Three years later, I regret to inform you that racism still exists, and “David Guetta ends racism” has since ascended into meme folklore. But even he could be forgiven thinking his actions would make a difference.
That summer, social media was inundated with black squares, hashtags, and undergraduate reading lists. From the football terraces to the boardroom, we learnt about unconscious bias, diversity champions, and micro-aggressions, and how these terms – often used synonymously - would be the antidote to “systemic racism”.
Liberals thought they’d cracked it: semiotic paternalism + personal development = racial rehabilitation. And in continuance with our self-help obsession, a $4.3 billion industry for diversity training soon sprung up across the US, with books teaching anti-racism to children becoming bestsellers.
The liberal brand of anti-racism understands racism as an individual pathology, a psychology of animosity, solved by confronting our irrational prejudices. We are racist because we are uneducated, or so the logic goes.
But there arose a problem. For all the talk about “systemic racism”, understanding the system and its functions was left absent, dissonant, or squeezed into the liberal definition. How could individualism solve a systemic problem?
Furthermore, capitalism – our overwhelming economic system – is absolved of accountability. Instead, thinly veiled statements of solidarity would suffice for past and present offences.
Hewlett Packard’s role in maintaining Israeli apartheid is excused after their CEO quoted a “Letter from Birmingham Jail.” Disney’s history of racist imagery in films is forgotten after a memo urged employees to “further strengthen our commitment to diversity and inclusion everywhere,” and Lockheed Martin’s role in human suffering is wiped clean after a three-day diversity training program to deconstruct white male culture.
The traditional optics of racism have been rendered invisible: no more public lynching, no concentration camps, no colonial famine. Today, the same liberal infrastructure, shored up by the “mute compulsions of market pressures” avoids blame through a rhetoric of cultural relativism and enforces its rule through new means: racially coded bordering, incarceration, policing, and war.
Arun Kundnani’s What Is Antiracism?
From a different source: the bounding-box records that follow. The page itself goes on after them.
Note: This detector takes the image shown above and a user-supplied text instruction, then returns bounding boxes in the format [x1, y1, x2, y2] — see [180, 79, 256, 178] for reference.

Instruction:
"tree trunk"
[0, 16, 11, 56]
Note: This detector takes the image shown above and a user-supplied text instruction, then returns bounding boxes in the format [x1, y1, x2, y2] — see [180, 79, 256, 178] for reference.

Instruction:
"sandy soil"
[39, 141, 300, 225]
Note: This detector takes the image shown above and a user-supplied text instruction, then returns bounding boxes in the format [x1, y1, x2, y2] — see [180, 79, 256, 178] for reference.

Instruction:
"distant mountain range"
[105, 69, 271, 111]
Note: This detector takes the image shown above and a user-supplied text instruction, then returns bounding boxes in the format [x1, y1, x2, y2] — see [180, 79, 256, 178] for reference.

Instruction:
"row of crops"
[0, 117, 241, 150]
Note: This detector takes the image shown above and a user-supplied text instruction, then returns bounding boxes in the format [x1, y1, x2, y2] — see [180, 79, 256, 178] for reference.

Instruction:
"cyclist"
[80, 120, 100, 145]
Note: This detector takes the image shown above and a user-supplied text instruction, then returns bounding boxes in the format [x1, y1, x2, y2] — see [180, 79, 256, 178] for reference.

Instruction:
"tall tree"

And Why It Means Anticapitalism challenges the liberal idea by fleshing out an alternative, radical anti-racism forged from the embers of empire.
For Arun and his fellow radicals, racism isn’t simply a matter of irrational prejudices, as the liberal tradition suggests. Rather, racism is the routine of liberal regimes by which “land, labour and rights are politically and socially organised.”
It’s the racially differentiated laws, conventions, precedents, and practices sealed by the state: visa controls, urban planning, lending markets, aid, health, borders – the structure.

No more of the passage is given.